Not quite. Octal is base-8 (thus the "octa") and uses the numbers 0-7. The encoding described here is base-6 (senary or heximal), using the numbers 0-5.
Zzzzzzzz
5 / 5 (1) May 18, 2016
I believe this one is base 8
http://phys.org/n...ugh.html
storing 3 binary bits per node results in 8 combination possibilities - 001,010,100,011,101,110,000,111
inorg_lsc
5 / 5 (1) May 18, 2016
We have demonstrated an (almost easy) way of achieving at least four memory states in all-garnet magnetic trilayers. Might be of interest for memory people: http://www.mdpi.c...8/4/1976
Andrew Palfreyman
5 / 5 (1) May 19, 2016
6 states is 2.6 bits.
Eikka
not rated yet May 20, 2016
6 states is 2.6 bits.


2.5849625007 bits to be more accurate. That's what makes it quite inconvenient to translate to and from binary.

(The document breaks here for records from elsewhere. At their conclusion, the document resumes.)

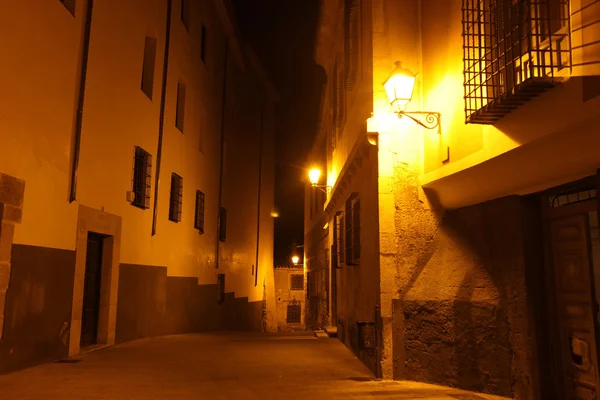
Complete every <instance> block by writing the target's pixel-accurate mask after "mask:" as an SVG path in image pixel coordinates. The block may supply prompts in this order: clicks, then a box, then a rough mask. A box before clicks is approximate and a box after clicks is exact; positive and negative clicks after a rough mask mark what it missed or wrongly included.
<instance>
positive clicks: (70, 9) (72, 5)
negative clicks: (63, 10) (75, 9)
mask: <svg viewBox="0 0 600 400" xmlns="http://www.w3.org/2000/svg"><path fill="white" fill-rule="evenodd" d="M59 1H60V2H61V3H62V4H63V6H65V8H66V9H67V11H69V12H70V13H71V15H72V16H75V2H76V0H59Z"/></svg>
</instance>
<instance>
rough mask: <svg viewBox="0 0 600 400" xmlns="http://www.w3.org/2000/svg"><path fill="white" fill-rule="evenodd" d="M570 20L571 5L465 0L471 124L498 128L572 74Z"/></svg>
mask: <svg viewBox="0 0 600 400" xmlns="http://www.w3.org/2000/svg"><path fill="white" fill-rule="evenodd" d="M569 18H570V16H569V0H545V1H530V0H463V59H464V68H463V71H464V89H465V94H464V99H465V113H466V122H467V123H478V124H491V123H493V122H494V121H496V120H498V119H499V118H501V117H502V116H503V115H505V114H507V113H509V112H510V111H511V110H513V109H515V108H517V107H519V106H520V105H521V104H523V102H524V101H527V100H529V99H531V98H533V97H535V96H537V95H538V94H540V93H542V92H544V91H545V90H547V89H549V88H551V87H552V86H553V85H554V84H555V83H556V82H557V80H558V79H560V78H561V76H562V75H564V74H565V72H566V71H568V70H565V68H566V67H568V66H569V65H570V59H571V46H570V33H569Z"/></svg>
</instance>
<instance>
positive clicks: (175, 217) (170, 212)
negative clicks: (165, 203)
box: [169, 173, 183, 222]
mask: <svg viewBox="0 0 600 400" xmlns="http://www.w3.org/2000/svg"><path fill="white" fill-rule="evenodd" d="M182 205H183V178H182V177H180V176H179V175H177V174H175V173H174V174H171V198H170V202H169V220H171V221H173V222H180V221H181V209H182V208H183V207H182Z"/></svg>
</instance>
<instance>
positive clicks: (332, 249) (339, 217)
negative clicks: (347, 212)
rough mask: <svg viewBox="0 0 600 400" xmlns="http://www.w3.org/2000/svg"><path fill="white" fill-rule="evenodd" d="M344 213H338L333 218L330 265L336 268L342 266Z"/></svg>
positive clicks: (343, 238) (343, 263) (343, 245)
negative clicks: (330, 261) (331, 248)
mask: <svg viewBox="0 0 600 400" xmlns="http://www.w3.org/2000/svg"><path fill="white" fill-rule="evenodd" d="M343 250H344V213H343V212H342V211H338V212H337V213H335V215H334V216H333V249H332V252H331V254H332V258H331V260H332V263H333V267H334V268H337V267H340V266H342V265H343V264H344V251H343Z"/></svg>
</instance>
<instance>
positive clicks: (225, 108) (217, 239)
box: [215, 37, 229, 268]
mask: <svg viewBox="0 0 600 400" xmlns="http://www.w3.org/2000/svg"><path fill="white" fill-rule="evenodd" d="M228 56H229V38H228V37H226V38H225V57H224V60H223V87H222V89H221V90H222V93H221V161H220V166H219V207H218V209H217V221H218V223H217V238H216V246H217V248H216V253H215V268H219V228H220V225H221V219H220V216H221V205H222V201H223V168H224V161H223V153H224V148H225V117H226V113H225V112H226V108H227V107H226V103H227V70H228V68H227V66H228V64H227V62H228Z"/></svg>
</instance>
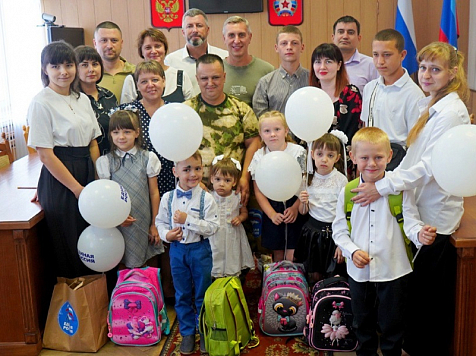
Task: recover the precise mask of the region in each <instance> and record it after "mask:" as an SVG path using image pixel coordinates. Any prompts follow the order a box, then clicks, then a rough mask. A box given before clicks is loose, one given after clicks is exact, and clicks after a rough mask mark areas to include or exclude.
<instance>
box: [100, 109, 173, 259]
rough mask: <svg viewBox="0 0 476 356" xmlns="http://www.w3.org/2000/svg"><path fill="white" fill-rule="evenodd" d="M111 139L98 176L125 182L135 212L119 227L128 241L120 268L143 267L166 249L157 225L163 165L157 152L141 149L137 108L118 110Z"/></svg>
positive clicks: (110, 133)
mask: <svg viewBox="0 0 476 356" xmlns="http://www.w3.org/2000/svg"><path fill="white" fill-rule="evenodd" d="M109 141H110V143H111V151H110V152H109V153H108V154H107V155H105V156H101V157H99V158H98V160H97V162H96V169H97V173H98V176H99V178H100V179H111V180H113V181H115V182H117V183H119V184H121V185H122V186H123V187H124V188H125V189H126V190H127V192H128V193H129V197H130V199H131V214H130V216H129V217H128V218H127V219H126V221H124V223H123V224H122V225H121V226H120V227H119V230H120V231H121V233H122V234H123V236H124V242H125V251H124V257H123V259H122V261H121V264H120V265H119V268H121V267H122V268H124V267H127V268H135V267H142V266H144V265H145V264H146V262H147V260H149V259H150V258H152V257H153V256H155V255H158V254H160V253H162V252H164V247H163V245H162V242H161V240H160V238H159V234H158V232H157V228H156V226H155V217H156V216H157V213H158V209H159V199H160V197H159V189H158V186H157V175H158V174H159V172H160V169H161V164H160V161H159V159H158V158H157V155H156V154H155V153H153V152H150V151H145V150H143V149H142V148H141V146H142V144H141V135H140V129H139V118H138V116H137V114H136V113H135V112H133V111H130V110H118V111H116V112H114V114H112V115H111V120H110V122H109Z"/></svg>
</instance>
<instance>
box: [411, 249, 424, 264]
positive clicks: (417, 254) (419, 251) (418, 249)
mask: <svg viewBox="0 0 476 356" xmlns="http://www.w3.org/2000/svg"><path fill="white" fill-rule="evenodd" d="M422 247H423V246H420V248H419V249H418V251H417V253H415V256H414V257H413V260H412V263H415V260H416V258H417V256H418V254H419V253H420V251H421V248H422Z"/></svg>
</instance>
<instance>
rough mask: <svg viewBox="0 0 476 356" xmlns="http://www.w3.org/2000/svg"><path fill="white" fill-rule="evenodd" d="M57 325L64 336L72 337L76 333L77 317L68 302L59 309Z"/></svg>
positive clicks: (76, 325) (76, 328) (77, 318)
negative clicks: (66, 335) (59, 328)
mask: <svg viewBox="0 0 476 356" xmlns="http://www.w3.org/2000/svg"><path fill="white" fill-rule="evenodd" d="M58 324H59V326H60V329H61V330H63V332H64V333H65V334H66V335H69V336H73V335H74V334H76V331H78V325H79V321H78V317H77V316H76V312H75V311H74V309H73V307H72V306H71V304H69V302H66V303H64V304H63V306H62V307H61V309H60V311H59V313H58Z"/></svg>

The only integer solution that would solve 2^n = 6^m is zero, which means there is no number of these elements that would accurately represent a binary number without wasting states.

The best you can do is pick a number that's close, like two elements with 36 states combined, and ignore the extra 4 states to represent 5 bits in binary and lose about 3% of the encoding efficiency.